Diplomatic sources said he would be treated in Lithuania after European Union leaders, who oppose President Viktor Yanukovich, had offered to ensure Bulatov was cared for.
Opposition leaders, medical staff and diplomats have been involved in efforts to thwart police attempts to arrest the activist in hospital. Klitschko said the Interior Ministry had assured him that Bulatov was now free to leave the country.
Police have said they wanted to place Bulatov, 35, under arrest on a charge of taking part in "mass disorder" related to protests consisting of convoys of cars driving up to the homes of allies of Yanukovich.
Another opposition politician, parliamentarian and business magnate Petro Poroshenko, was quoted by Ukrainian media saying that a Kiev court had quashed the case against Bulatov on Sunday. On Facebook, Poroshenko said he had taken off for Riga.
European Union leaders, notably Germany's foreign minister, offered Bulatov treatment after he was found bloodied and injured in woods outside the capital. He said unidentified assailants had driven nails through his hands during a "crucifixion" and beat him during a week in captivity.

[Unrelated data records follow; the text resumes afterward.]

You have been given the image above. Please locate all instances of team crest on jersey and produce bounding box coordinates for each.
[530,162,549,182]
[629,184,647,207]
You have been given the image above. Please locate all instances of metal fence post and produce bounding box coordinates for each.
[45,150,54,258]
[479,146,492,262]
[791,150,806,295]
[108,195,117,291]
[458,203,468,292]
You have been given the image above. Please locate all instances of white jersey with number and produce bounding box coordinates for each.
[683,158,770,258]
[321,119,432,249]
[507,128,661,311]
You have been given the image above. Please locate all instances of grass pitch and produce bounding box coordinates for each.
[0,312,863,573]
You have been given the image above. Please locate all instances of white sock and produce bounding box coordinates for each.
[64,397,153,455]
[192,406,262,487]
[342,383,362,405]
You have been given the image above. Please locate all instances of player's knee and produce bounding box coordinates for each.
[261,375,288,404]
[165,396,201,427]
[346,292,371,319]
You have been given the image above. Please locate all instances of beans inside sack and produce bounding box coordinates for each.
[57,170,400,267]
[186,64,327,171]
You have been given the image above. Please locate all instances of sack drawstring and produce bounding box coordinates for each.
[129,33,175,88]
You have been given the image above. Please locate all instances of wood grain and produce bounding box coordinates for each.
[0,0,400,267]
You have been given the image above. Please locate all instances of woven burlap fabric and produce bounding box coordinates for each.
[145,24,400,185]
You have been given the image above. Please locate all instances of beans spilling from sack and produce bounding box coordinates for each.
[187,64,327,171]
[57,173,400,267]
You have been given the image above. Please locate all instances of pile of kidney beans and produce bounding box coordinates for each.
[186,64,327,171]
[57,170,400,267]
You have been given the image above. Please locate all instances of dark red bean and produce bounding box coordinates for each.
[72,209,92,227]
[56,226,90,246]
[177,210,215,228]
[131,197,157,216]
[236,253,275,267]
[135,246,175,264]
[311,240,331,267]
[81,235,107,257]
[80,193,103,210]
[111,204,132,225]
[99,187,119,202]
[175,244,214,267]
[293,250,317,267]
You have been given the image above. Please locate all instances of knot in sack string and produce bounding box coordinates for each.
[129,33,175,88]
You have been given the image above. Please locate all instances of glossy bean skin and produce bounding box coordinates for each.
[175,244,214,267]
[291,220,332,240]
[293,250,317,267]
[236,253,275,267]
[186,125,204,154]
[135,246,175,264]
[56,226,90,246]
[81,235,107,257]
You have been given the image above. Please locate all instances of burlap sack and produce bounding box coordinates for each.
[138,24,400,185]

Video of his bloodied face has been replayed repeatedly on opposition television channels, fuelling anger at Yanukovich among protesters occupying main streets and public buildings in Kiev and elsewhere and demanding a change of leadership.
Yanukovich sparked the protests in November when he spurned a trade pact with the European Union and turned instead to Ukraine's old master Moscow for financial support. (Additional reporting by Richard Balmforth and Natalia Zinets; Writing by Alastair Macdonald; Editing by Kevin Liffey)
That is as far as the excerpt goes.